Geometry Seminar
Web geometry and orchard problem
Speaker: Mehdi Makhul, LSE
Location: Online Zoom-only
Videoconference link: https://youtu.be/UrFl196kR4E
Date: Tuesday, May 6, 2025, 2 p.m.
Synopsis:
Let \(P\) be a set of \(n\) points in the plane, not all lying on a single line. The orchard planting problem asks for the maximum number of lines passing through exactly three points of \(P\). Green and Tao showed that the maximum possible number of such lines for an \(n\)-element set is \(\lfloor \frac{n(n-3)}{6}\rfloor +1\).
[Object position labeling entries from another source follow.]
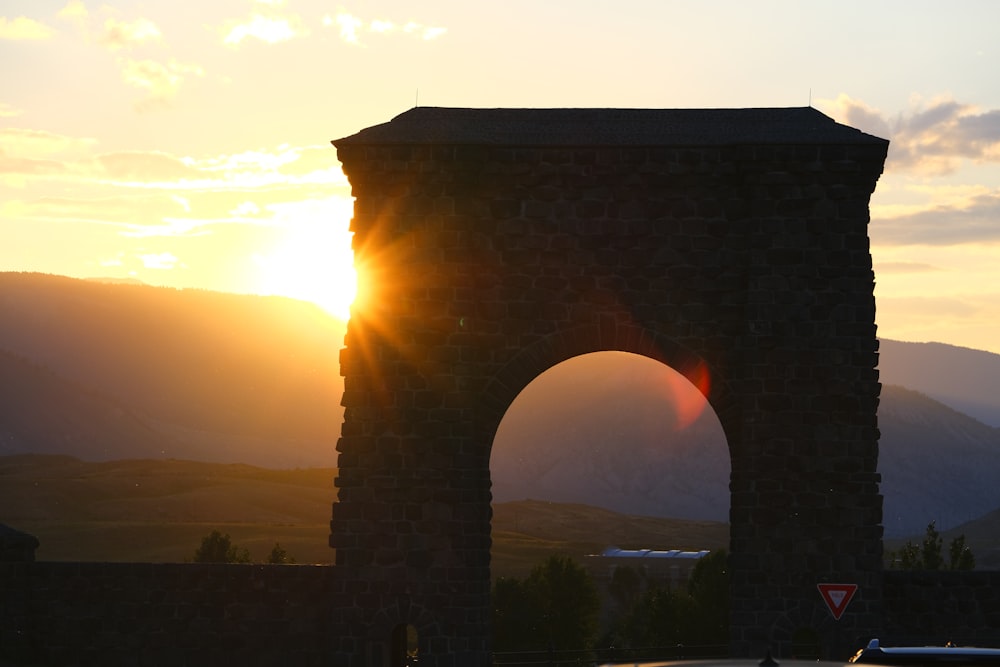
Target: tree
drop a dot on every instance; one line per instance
(218, 548)
(556, 607)
(279, 556)
(960, 555)
(568, 601)
(709, 591)
(928, 555)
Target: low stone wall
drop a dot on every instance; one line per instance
(171, 614)
(923, 608)
(167, 614)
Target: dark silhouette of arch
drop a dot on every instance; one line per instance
(495, 243)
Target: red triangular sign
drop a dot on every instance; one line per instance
(837, 596)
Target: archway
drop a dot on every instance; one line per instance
(498, 243)
(619, 464)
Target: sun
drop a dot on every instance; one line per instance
(314, 262)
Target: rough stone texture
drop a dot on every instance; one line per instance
(933, 608)
(148, 615)
(730, 244)
(15, 546)
(118, 614)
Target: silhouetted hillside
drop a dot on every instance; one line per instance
(936, 463)
(205, 368)
(967, 380)
(607, 430)
(104, 371)
(41, 412)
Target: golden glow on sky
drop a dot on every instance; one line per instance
(187, 145)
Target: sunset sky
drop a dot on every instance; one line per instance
(186, 143)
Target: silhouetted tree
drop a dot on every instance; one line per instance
(960, 555)
(696, 615)
(279, 556)
(556, 608)
(218, 548)
(928, 555)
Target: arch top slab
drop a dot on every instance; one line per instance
(610, 127)
(494, 243)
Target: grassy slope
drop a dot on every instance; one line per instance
(158, 511)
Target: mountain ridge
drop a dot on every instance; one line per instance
(256, 380)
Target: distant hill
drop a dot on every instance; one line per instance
(110, 371)
(964, 379)
(158, 511)
(219, 377)
(605, 430)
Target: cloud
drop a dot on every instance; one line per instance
(119, 35)
(266, 29)
(930, 139)
(74, 10)
(24, 29)
(28, 143)
(160, 260)
(351, 28)
(143, 167)
(160, 80)
(905, 267)
(973, 222)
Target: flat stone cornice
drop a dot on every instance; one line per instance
(609, 127)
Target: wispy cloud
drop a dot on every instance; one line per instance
(905, 267)
(119, 35)
(931, 138)
(159, 260)
(978, 221)
(263, 28)
(24, 29)
(160, 80)
(352, 27)
(74, 10)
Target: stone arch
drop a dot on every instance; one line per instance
(561, 346)
(496, 242)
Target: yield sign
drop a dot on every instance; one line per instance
(836, 597)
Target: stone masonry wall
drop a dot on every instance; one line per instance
(153, 615)
(746, 268)
(166, 615)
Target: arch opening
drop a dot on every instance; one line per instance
(404, 646)
(614, 460)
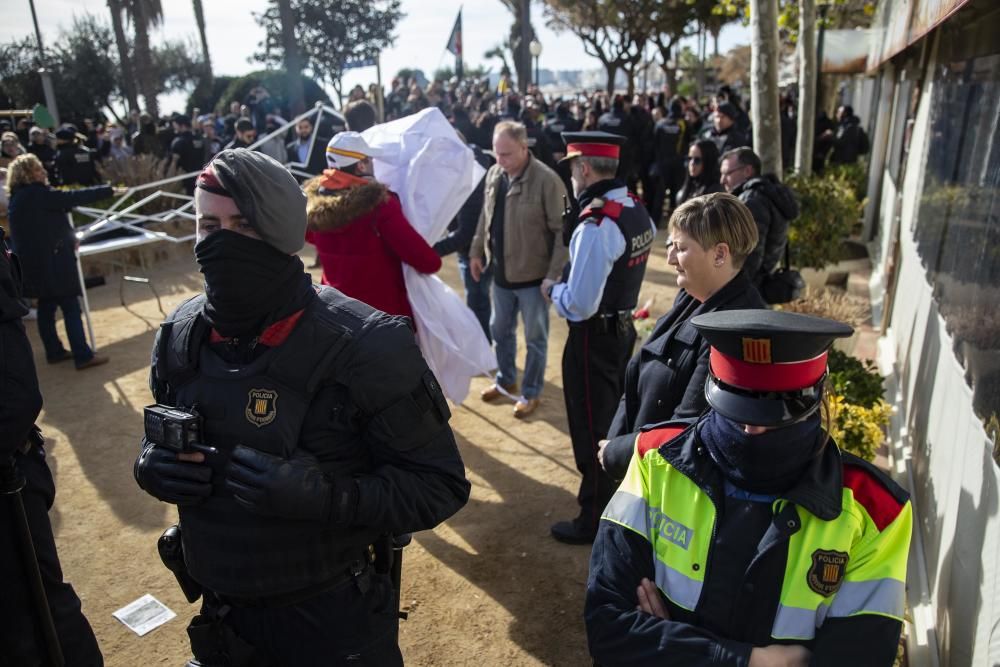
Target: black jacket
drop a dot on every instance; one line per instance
(76, 165)
(463, 227)
(728, 140)
(619, 634)
(43, 238)
(666, 377)
(20, 399)
(850, 143)
(773, 206)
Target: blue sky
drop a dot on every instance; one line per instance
(233, 34)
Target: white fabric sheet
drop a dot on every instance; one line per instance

Lin and Swanepoel also investigated a generalization of the orchard problem in higher dimensions. Specifically, if \(P\) is a set of \(n\) points in \(d\)-dimensional space, they established an upper bound for the maximum number of hyperplanes passing through exactly \(d + 1\) points of \(P\). Our goal is to describe the structural properties of configurations that achieve near-optimality in the asymptotic regime. Let \(C \subset \mathbb{R}^d\) be an algebraic curve of degree \(r\), and suppose that \(P \subset C\) is a set of \(n\) points. If \(P\) determines at least \(cn^d\) hyperplanes, each passing through exactly \(d + 1\) points of \(P\), then the following hold: the degree of \(C\) must be \(d+ 1\); and the curve \(C\) is the complete intersection of \(\binom{d}{2}-1\) quadric hypersurfaces. Our approach relies on the theory of web geometry and the Elekes–Szabó Theorem-a cornerstone of incidence geometry-both of which provide the structural basis for our analysis.